Yellowjackets isn't slowing down anytime soon.

Production is underway on the third season of Showtime's Yellowjackets and if fans of the series thought that the second season of the hit series were intense, star Christina Ricci says that fans should brace themselves. Ricci told The Hollywood Reporter that Season 3 will not even be more shocking than previous seasons, but it will be brutal as well and, as she put it, "extremely Yellowjackets-y".

"This season is going to be even more shocking and surprising than the previous seasons," Ricci said. "It's definitely going to be brutal. But they also put a lot of comedy into it. So, I think it's just going to be… extremely Yellowjackets-y."

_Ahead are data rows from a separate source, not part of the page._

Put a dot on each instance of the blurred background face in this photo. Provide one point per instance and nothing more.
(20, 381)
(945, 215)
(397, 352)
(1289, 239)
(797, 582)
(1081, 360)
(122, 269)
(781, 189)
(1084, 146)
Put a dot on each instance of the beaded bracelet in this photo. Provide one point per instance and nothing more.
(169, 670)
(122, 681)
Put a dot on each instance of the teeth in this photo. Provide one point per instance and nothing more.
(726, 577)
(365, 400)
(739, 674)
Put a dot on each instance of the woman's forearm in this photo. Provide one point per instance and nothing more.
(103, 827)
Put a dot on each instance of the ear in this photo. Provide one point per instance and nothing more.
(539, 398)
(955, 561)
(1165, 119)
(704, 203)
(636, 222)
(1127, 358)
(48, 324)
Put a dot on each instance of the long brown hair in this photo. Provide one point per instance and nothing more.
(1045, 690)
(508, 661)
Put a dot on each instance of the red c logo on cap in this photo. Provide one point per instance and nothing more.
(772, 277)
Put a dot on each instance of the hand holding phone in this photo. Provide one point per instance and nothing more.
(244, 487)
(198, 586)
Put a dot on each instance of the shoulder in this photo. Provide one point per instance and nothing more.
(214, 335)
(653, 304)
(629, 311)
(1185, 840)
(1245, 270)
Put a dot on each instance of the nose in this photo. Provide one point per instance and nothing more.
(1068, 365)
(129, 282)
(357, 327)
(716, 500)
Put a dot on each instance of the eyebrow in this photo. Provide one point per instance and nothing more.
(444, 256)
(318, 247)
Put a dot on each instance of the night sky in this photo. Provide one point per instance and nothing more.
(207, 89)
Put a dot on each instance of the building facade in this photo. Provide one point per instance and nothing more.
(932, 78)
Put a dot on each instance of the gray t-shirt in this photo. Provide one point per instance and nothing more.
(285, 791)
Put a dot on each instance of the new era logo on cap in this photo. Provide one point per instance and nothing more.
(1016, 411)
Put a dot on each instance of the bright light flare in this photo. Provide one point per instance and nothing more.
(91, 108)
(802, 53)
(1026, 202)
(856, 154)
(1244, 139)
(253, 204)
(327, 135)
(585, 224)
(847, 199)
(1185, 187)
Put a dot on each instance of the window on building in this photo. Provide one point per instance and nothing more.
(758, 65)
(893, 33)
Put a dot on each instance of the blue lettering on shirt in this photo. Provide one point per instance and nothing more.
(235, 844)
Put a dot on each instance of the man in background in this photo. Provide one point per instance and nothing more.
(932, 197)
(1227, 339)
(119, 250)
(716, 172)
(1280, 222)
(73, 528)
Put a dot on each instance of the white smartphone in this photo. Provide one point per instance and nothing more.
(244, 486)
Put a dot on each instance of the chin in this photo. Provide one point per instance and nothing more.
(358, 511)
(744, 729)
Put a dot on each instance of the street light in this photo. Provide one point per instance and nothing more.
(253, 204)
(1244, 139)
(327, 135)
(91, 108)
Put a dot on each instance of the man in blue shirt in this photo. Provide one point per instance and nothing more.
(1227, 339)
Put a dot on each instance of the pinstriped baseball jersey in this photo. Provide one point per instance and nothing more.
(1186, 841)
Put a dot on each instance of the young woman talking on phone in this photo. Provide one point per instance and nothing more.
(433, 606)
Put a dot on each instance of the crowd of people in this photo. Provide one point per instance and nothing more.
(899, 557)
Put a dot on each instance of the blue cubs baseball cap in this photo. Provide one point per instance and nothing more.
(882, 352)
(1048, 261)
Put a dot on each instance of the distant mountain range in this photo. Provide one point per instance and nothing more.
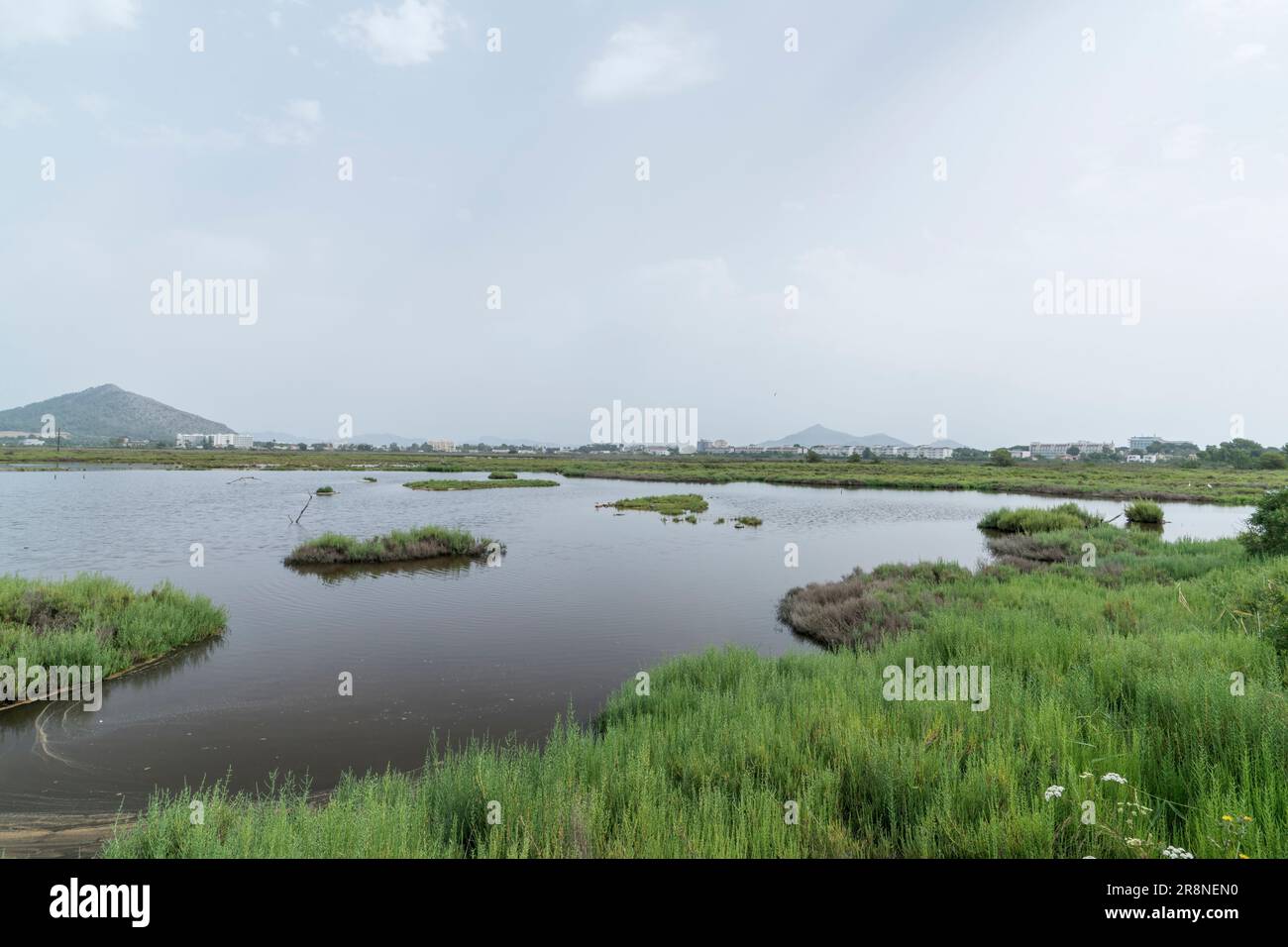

Ricci also said that filming the third season of Yellowjackets has been a little bittersweet as, this time around, they're doing it without Juliet Lewis. At the end of Season 2, Lewis' character, Natalie, was accidentally killed by Ricci's Misty. Ricci said that filming has been "sad" without Lewis.

"We bonded and spent so much time together, and we just really loved each other. It was really sad for her character to be killed off," Ricci said. "Even now, we've filmed a couple of episodes, and it's sad without Juliet."

What is Yellowjackets About?

Yellowjackets tells the story of a team of high school girls soccer players who survive a plane crash deep in the Canadian wilderness. Set in two timelines — the late 1990s when the crash occurs and the present day — Yellowjackets follows their survival in the wilderness as well as their lives decades later where they try to deal what happened during that harrowing time as well as its impact as events reveal that what began int he wilderness still isn't over just yet. The series is written by Ashley Lyle and Bart Nickerson.

Not a lot is yet known about Season 3 of Yellowjackets, though director Karyn Kusama previously teased that the season could begin to see the teen survivors in the 1990s storyline make their return to the world and the immediate aftermath of that.

"I've been so excited by this," Kusama said. "The concept of that immediate aftermath of re-entry into the world, to me, there's a whole season worth of material there. And the fact that this is such a long game that each of these characters is facing, in terms of reorienting themselves to whatever normalcy is supposed to be. I'm sure we're going to learn that their normal is a lot different than our normal. There's a lot that needs to be figured out between Season 2 and Season 3."